From a8a549d335246cd16d18b1094f9cf192726a54b0 Mon Sep 17 00:00:00 2001
From: Venky Shankar <vshankar@redhat.com>
Date: Thu, 17 Jun 2021 08:39:56 -0400
Subject: [PATCH] mgr/mgr_util: switch using unshared cephfs connections
 whenever possible

The connection pool used by mgr/volumes (mgr/snap_schedule, mgr/mirroring)
is basically a cached libcephfs connection handle. Since its a singleton
lock contention may occur in the client (contention on `client_lock`),
especially when an MDS operation taken too long to complete.

Having a pool of connections to a cephfs file system, ensures that concurrent
access to ceph file system via the connection pool use unshared libcephfs
handles whenever possible thereby not contending for `client_lock`. However,
there is a max cap of unshared connections per cephfs file system, post which
connections start to get shared between users.

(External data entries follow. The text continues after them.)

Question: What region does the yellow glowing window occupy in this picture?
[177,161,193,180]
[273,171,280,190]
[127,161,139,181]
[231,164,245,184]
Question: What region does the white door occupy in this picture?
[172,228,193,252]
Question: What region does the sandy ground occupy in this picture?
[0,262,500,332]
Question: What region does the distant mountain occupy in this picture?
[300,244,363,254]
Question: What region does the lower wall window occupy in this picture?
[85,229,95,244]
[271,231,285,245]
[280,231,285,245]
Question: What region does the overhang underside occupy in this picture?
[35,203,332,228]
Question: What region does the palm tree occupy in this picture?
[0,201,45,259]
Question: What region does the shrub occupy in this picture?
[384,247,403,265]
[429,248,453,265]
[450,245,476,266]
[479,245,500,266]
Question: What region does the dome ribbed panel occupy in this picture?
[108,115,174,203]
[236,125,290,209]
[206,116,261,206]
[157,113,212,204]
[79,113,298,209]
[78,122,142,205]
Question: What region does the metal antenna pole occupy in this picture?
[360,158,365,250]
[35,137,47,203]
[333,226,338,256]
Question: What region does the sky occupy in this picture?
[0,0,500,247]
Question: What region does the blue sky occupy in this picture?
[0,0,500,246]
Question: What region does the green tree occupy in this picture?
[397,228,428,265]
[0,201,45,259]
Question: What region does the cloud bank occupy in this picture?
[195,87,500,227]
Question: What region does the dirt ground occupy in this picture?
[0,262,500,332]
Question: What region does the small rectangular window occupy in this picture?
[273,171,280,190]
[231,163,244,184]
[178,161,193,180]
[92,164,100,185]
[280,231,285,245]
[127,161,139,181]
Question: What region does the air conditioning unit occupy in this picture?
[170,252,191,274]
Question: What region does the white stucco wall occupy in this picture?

Note that to totally benefit from this, its desirable to have multiple active
MDSs for a ceph file system to rule out the possibility of the contention in
`mds_lock`.

Fixes: http://tracker.ceph.com/issues/51256
Signed-off-by: Venky Shankar <vshankar@redhat.com>
(cherry picked from commit 2e7adc48d141dacf7fc90d4c4f8d61c287e77984)
---
 src/pybind/mgr/mgr_util.py          | 99 +++++++++++++++++++----------
 src/pybind/mgr/volumes/fs/volume.py |  4 +-
 2 files changed, 67 insertions(+), 36 deletions(-)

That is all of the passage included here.